Recent reports have revealed that villagers in the remote Lao settlement of Huaiyae in the scenic Vang Vieng region north of Vientiane have expressed concern about the possibility of losing their land to a Chinese development project. This was after local authorities were spotted in the town taking measurements and noting the locations of trees.
Meanwhile, Vientiane provincial authorities have confirmed there is a Chinese firm looking to develop the Vang Vieng district where Huaiyae sits, but they say that land belonging to locals won’t be touched. Villagers, however, remain sceptical.
Speaking to local media, one of the villagers who refused to be named, claimed that he had also seen authorities measuring the sizes of their houses, adding that no one from the village has signed any documents as yet. Another villager, however, said that some of them had already signed “certain” documents.
It was not revealed what these documents were but there is a possibility that they allude to the selling of the villagers’ houses. A third villager explained that if they were ever forced to sell their land for the project, they probably wouldn’t be properly compensated by the state which could claim that their plots of land were worth much less than they actually were.
The villagers in Lao have good reason to worry, especially considering developments in other parts of the region, especially in neighbouring Cambodia. One area in particular which seems to show signs of the devastation that sometimes comes with Chinese projects – at least for the locals – is the once sleepy, coastal South Cambodian town of Sihanoukville.
China in Cambodia
Sihanoukville was once known for its quiet, cosy beaches. An atmosphere that mostly attracted families, individual travellers, and backpackers. That was until the Chinese investment flooded in, driven by the Belt and Road Initiative (BRI).
By 2018, the once-tranquil city was transformed. Sihanoukville today is an enclave of Chinese investments and is peppered with Chinese-run, -operated and -patroned hotels, apartment towers, restaurants and gambling dens. The area is also dotted with Chinatowns, festooned with neon signs in Mandarin taking the place of Khmer and English language signs.
The magnitude and make-up of its tourists has also changed with the new influx. Tourism increased more than 700 percent between 2012 to 2017. In 2017, Sihanoukville received one million local tourists and 470,000 foreign visitors, of which more than 25 percent were from China. Some of the long-term western tourists living in the city have either been pushed or kicked out to make way for better paying Chinese visitors. Some have moved out or avoid the area because of the loss of tranquillity.
Source: Various sources
With the massive influx of Chinese investments, loans, and aid, many observers have cautioned about China’s debt-trap diplomacy. The Chinese loan model, often characterised by opaque contracts, exorbitant interest rates, predatory loan practices, and corrupt deals, has left smaller countries debt ridden and in danger of losing their sovereignty.
The Chinese financial influx is also often ‘closed looped’, with few meaningful opportunities for local players to make money.

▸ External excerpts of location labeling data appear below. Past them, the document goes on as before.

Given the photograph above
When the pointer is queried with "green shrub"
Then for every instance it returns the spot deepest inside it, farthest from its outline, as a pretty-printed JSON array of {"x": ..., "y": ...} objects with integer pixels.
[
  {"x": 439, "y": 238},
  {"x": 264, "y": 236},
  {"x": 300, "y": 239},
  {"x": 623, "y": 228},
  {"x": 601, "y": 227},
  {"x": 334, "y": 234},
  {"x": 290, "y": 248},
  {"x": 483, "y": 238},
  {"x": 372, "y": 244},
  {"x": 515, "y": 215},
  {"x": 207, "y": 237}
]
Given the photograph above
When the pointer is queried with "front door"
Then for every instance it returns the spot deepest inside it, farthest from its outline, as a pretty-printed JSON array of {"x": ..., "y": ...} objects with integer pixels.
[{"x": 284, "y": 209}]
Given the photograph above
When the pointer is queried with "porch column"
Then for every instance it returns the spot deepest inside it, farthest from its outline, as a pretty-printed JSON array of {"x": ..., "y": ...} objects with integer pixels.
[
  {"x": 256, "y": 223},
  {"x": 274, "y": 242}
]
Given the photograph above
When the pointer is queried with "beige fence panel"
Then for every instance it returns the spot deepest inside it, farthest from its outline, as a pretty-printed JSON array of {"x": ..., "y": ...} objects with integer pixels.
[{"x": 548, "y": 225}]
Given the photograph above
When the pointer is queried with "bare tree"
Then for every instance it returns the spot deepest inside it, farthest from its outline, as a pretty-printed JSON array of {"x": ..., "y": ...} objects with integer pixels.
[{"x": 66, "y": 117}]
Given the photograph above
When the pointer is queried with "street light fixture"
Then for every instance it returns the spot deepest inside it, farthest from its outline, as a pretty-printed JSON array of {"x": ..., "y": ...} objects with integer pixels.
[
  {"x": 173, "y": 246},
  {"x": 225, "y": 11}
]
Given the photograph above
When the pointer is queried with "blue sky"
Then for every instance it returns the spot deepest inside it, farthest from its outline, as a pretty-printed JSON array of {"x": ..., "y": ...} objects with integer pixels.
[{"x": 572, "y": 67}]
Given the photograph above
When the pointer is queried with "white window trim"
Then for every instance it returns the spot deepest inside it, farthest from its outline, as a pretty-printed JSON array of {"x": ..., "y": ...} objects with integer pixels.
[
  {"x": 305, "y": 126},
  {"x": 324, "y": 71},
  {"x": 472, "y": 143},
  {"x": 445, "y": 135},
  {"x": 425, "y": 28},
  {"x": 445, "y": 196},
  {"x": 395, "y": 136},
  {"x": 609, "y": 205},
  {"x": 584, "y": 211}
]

Chinese companies often do business with other Chinese companies, bringing in Chinese workers. Chinese tourists, often travelling in groups handled by Chinese tourist agencies, want to stay at Chinese-run hotels and eat at Chinese restaurants. Local businesses and people are often forced out of any potential economic gain. The Chinafication of Sihanoukville has also stirred local resentment as more landless Cambodians are pushed out of Sihanoukville development deals as more Chinese workers are brought in to cater to the growing demand.
Unlike the villagers in Huaiyae, the Lao government remains unfazed by China. In June last year, Lao prime minister Thongloun Sisoulith told the Future of Asia Conference in Tokyo that Lao was unconcerned about the potential debt burden from a Chinese-led high-speed rail project, describing the terms of the construction agreement as "favourable" to one of Southeast Asia's poorest countries.
The prime minister's comments downplayed the risk raised by Christine Lagarde, managing director of the International Monetary Fund (IMF), in Beijing back in April. Lagarde had warned that BRI projects could "lead to a problematic increase in debt, potentially limiting other spending as debt service rises, and creating balance of payments challenges" for affected countries.
Thongloun added that given Lao's goal of graduating from least developed country status, it needed to "transform our landlocked country to a land-linked country," and that the high-speed rail project "has been of great importance" to its development.
The high-speed rail link, begun in 2016 as part of China's BRI, will connect Kunming in southern China and the Laotian capital of Vientiane, stretching through other Southeast Asian countries all the way to Singapore.
While Thongloun and the rest of the Lao government might not be concerned about Chinafication, it is obvious that the everyday Laotian is. Looking at what’s already happened to Sihanoukville but also in other parts of the region such as in the Philippines – which is facing a problem with the large number of illegal Chinese workers – it seems that the concerns of Huaiyae’s villagers may be well founded.